Rocky_H | 14. April 2014

Follow-up on this: You all are amazing; this stuff worked great. @ferrec's idea was perfect in using a liquid to detect where those rubber stoppers were coming down. I used Goo-Gone. When I tested it the first time, the left one had just an edge showing, and the right side had nothing. I gave them a few turns, and got a a bit more on the left, but still nothing on the right, so it was apparently way off. After a few more adjustments, I got them both fully showing up. Test driving over the next couple of days has shown that it's fine now. Thank you all very much! | 14. April 2014

Glad it worked out. :)


Rocky_H | 14. April 2014

Since I got my solution, I'm going to switch this over to public, so it can be found by Volkerize now.

Rabid Chinchilla | 29. Juni 2014

I know I'm late to this thread but... Thanks so much! After having the car for a couple of months I was planning to just accept the annoying pressure pulsations as something normal. Saw this thread and stuck a strip of paper under one of the stoppers and closed the hatch and the paper just fell out. The stopper wasn't touching the base at all. I think it was around 2-3 full turns to get it out far enough. WOW was a simple adjustment. Problem is completely gone now!

A simple 30 second test and adjustment would prevent this from happening on any car. Mine was delivered in mid April with one stopper waaaay off adjustment. This was hopefully a fluke and they are adjusting them correctly now.

rkelsch | 29. Juni 2014

I am fortunate to live 2 miles from a service center and three miles from Tesla HQ. I had the pressure buffering problem quite severely when the car was delivered. It is due to the vibration of the trunk lid. That big piece of glass vibrates if not tightly secured and it moves a lot of air creating the very annoying pressure wave. I attempted adjusting the stops as has been stated here and it helped but did not solve the problem completely so I took it to service. They made further adjustments (suggesting I should not do the stop adjustments myself) and there were further improvements but not a complete solution. Tesla has an engineer at HQ assigned to this problem and he looked at my car. He installed a prototype part which takes the play out of the inverted U latch on the body that the trunk lid grabs. This gave another 3 db of improvement and the problem is nearly gone. They are still working on further improvements at HQ. I definitely recommend anyone experiencing the issue to go to Tesla Service and if they don't seem knowledgeable on the problem, have them contact HQ.

Good luck.

Rocky_H | 30. Juni 2014

I am the original poster of this. @rkelsch, thanks for the follow-up with your experience.
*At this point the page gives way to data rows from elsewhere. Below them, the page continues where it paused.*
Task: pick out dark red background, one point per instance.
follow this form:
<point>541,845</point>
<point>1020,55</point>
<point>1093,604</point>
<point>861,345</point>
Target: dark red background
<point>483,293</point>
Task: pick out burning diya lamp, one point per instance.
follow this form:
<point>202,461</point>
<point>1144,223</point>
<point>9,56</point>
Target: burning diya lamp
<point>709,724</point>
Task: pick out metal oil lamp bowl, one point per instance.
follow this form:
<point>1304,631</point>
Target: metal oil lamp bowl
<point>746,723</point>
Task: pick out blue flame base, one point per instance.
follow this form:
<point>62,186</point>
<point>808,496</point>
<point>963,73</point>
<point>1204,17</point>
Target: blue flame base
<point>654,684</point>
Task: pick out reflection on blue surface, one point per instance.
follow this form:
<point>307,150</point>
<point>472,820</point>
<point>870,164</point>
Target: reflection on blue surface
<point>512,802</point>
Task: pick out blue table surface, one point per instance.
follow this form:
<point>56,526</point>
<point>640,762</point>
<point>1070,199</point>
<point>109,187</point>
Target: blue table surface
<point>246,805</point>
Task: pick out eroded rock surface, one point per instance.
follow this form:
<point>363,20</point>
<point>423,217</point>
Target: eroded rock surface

I have my own follow-up, which is that like you, it is not quite completely gone. The comparison seemed so much better that it seemed to be gone at first, but I have noticed it from time to time, and my wife, who is much more sensitive to it said she didn't think it was better. (But she didn't ride in the car much when we first got it when it was really awful, so I think she was just bothered that it was still doing it some.)

I am glad to hear they have someone working on this. I am an 8 hour drive from a service center, so going there isn't an option for me, so I am glad that someone else is following this up with them more.

Haeze | 30. Juni 2014

If you make the airflow coming into/exiting the car asymmetrical, the buffeting goes away. Try rolling down the passenger's front window, and the driver's rear window. Doing so makes it so the air coming into the car will all enter through the passenger side, and exit through the driver's side. If you make the incoming airflow symmetrical, you are basically turning the inside of your car into a giant parachute, gathering all the wind, compressing it until it gets higher than the incoming air pressure, and releasing, then repeating... causing the noise.
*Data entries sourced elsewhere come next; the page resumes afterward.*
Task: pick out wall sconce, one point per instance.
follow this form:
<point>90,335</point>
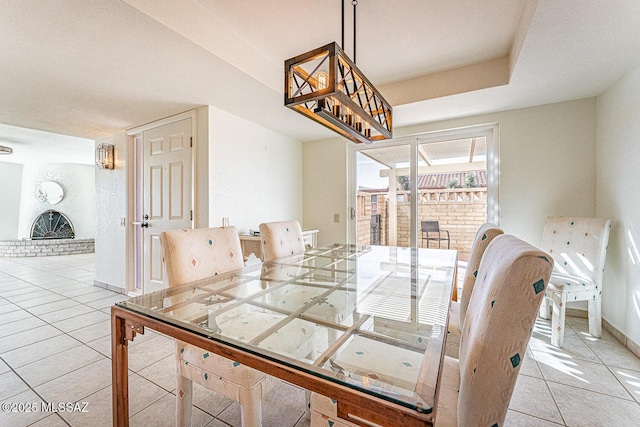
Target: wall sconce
<point>104,156</point>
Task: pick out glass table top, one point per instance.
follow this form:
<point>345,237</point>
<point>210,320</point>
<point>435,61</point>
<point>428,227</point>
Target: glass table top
<point>368,317</point>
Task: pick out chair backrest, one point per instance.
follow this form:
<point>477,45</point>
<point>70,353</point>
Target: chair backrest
<point>281,238</point>
<point>195,254</point>
<point>484,236</point>
<point>509,289</point>
<point>577,245</point>
<point>430,226</point>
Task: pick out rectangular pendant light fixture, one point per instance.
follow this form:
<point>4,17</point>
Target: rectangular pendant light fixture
<point>326,86</point>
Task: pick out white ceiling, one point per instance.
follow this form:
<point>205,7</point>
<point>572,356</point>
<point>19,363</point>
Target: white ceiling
<point>92,68</point>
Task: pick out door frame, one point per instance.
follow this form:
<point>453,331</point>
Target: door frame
<point>490,130</point>
<point>133,187</point>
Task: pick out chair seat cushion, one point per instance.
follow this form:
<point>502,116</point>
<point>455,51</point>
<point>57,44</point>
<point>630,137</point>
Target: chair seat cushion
<point>324,412</point>
<point>580,288</point>
<point>207,363</point>
<point>447,409</point>
<point>379,364</point>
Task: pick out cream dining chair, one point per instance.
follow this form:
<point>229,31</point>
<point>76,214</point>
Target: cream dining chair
<point>191,255</point>
<point>281,238</point>
<point>475,390</point>
<point>579,248</point>
<point>458,310</point>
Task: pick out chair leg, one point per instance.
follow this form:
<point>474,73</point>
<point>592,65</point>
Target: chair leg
<point>251,406</point>
<point>557,319</point>
<point>545,309</point>
<point>184,401</point>
<point>595,317</point>
<point>307,404</point>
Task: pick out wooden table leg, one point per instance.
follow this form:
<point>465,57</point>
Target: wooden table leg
<point>119,370</point>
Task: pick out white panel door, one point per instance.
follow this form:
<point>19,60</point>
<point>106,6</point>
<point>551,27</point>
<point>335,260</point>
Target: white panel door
<point>167,192</point>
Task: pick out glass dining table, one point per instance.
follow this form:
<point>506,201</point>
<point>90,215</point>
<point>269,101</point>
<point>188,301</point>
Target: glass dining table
<point>374,322</point>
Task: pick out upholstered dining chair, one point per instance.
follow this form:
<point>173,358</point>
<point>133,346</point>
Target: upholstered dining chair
<point>191,255</point>
<point>476,389</point>
<point>281,238</point>
<point>458,310</point>
<point>579,248</point>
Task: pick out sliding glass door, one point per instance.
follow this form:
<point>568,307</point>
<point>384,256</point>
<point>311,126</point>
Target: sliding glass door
<point>447,180</point>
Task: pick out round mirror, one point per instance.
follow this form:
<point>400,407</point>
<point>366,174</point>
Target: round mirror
<point>49,192</point>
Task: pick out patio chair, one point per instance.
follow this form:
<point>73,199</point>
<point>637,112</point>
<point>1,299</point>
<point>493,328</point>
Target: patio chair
<point>458,310</point>
<point>191,255</point>
<point>431,232</point>
<point>579,248</point>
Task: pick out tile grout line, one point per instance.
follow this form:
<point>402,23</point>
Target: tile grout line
<point>32,389</point>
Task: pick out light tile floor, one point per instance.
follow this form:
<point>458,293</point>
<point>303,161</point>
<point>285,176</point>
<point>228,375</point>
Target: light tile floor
<point>55,347</point>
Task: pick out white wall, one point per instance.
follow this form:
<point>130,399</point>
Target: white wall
<point>618,175</point>
<point>10,190</point>
<point>547,167</point>
<point>78,203</point>
<point>255,174</point>
<point>325,184</point>
<point>111,205</point>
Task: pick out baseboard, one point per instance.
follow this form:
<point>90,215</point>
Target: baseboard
<point>109,287</point>
<point>626,341</point>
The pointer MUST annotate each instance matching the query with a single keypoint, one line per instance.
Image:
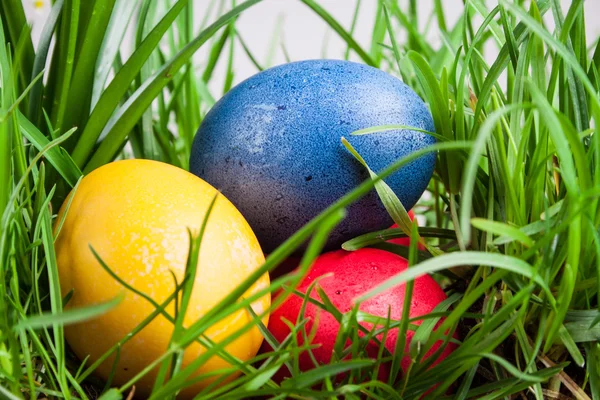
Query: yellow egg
(135, 214)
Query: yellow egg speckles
(135, 214)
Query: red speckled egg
(352, 274)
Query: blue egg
(273, 146)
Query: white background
(304, 33)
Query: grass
(512, 224)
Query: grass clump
(512, 223)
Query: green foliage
(512, 224)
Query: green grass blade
(332, 22)
(111, 97)
(115, 33)
(122, 122)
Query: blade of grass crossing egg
(390, 201)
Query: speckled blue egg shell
(273, 146)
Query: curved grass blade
(59, 158)
(67, 317)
If you still hear buffeting with the passenger front, and driver's rear windows open, close the passenger front window a little bit at a time until the amount of air coming in that window exactly matches the amount of air exiting the driver's rear window. You will hear the sound go away.

Rocky_H | 30. Juni 2014

@Haeze, I think you missed the point of this thread. This is specifically about when all of the windows are up, so there should be none of this.

garygid | 17. Januar 2015

On my Nov 2014 S85, half way up the side of the rear hatch lid there is
a non adjustable "chair", which appears to "receive" a height-adjustable
cone on the car body. On one side I could twist the cone slightly, and on
the other side I could not turn the cone with my fingers.

Near the bottom corner of the lid, I think there was another "skinny" cone,
meant to mate, I think, with an adjustable round disc (about 1 inch in diameter),
but I could only move one disc.

I will have to try again when it is not dark, and try the paper-pull test.

garygid | 18. Januar 2015

In the light of day:

Near the bottom corner of the lid, there should be 4 "skinny" cones,
two on each side of the lid, covering the protruding ends of screws.

At each lower corner of the lid, there is a flat round rubber "bumper",
about 5/8 inch in diameter, that does not appear to be adjustable.

When the lid closes, it is meant to "seat" on a height-adjustable
round disc (about 1-1/8 inch in diameter) that is on the car body,
but only one of the two would turn.

I did the paper-pull test on all 4 of the trunk lid support points,
and the one on the lower driver side "failed" (the paper pulled
out easily), indicating that the lid was not being "supported"
at that corner.

That "adjustable" disc did not turn, thus I could not adjust it.
The good news is... this is probably the cause of my case
of mild pressure buffeting.

So, it looks like I need to schedule an appointment at
the Tesla Service Center.

lecompte | 08. August 2015

My brand new 70D has the same issue here! Did you get this resolved at all by the Service center? I am thinking of taking mine in. Has anyone else here experienced this with a fairly new model like the 70D?

prp | 08. August 2015

My new 85 also did this. I resolved it myself by making the adjustments written in this thread to the stoppers, and after confirming with the service centre. Bottom stoppers you should not be able to pull a piece of paper out. Top stoppers have to JUST touch. I used a small drop of soluble oil to determine this. Problem solved with 10 minutes of careful fiddle.

lecompte | 10. August 2015

prp: What do you mean by the top stoppers have to JUST touch? They shouldn't be screwed all the way in, but how much should they be unscrewed? Is there any type of test that we can do to make sure it's perfect? I tried futzing with it over the weekend, but I couldn't eliminate the pulsating sounds.

lecompte | 10. August 2015

Actually, if anyone here lives in the Bay Area and wants to help me fix this, I'd be happy to meet up! :)

Rocky_H | 10. August 2015

@lecompte, Read the rest of the thread to see how to do these adjustments. Using a bit of vegetable oil is a good way to see when the round rubber piece is making a full round imprint on the screwable piece. It does take many incremental adjustments to get it right.

lecompte | 10. August 2015

Ah, I see. I missed the bit about using some vegetable oil to make sure that it is just right. I will re-read and try again tonight. I originally tried the paper trick and noticed that the right side caused the thin paper to slip out. I adjusted that side and now the paper no longer falls, however I still hear the sound so I think I now have to adjust the other stoppers (using the vegetable oil trick).

prp | 10. August 2015

The noise you are hearing is a pressure wave generated by the trunk lid. The stoppers absorb that wave and remove
the pressure. The upper stoppers have to JUST hold the lid for this to work best. It's fiddly, but definately makes a difference. You have to get all stoppers perfect. Remember bottom stoppers need to be set so that you can't quite pull a piece of peper out without tearing. Don't overdo it.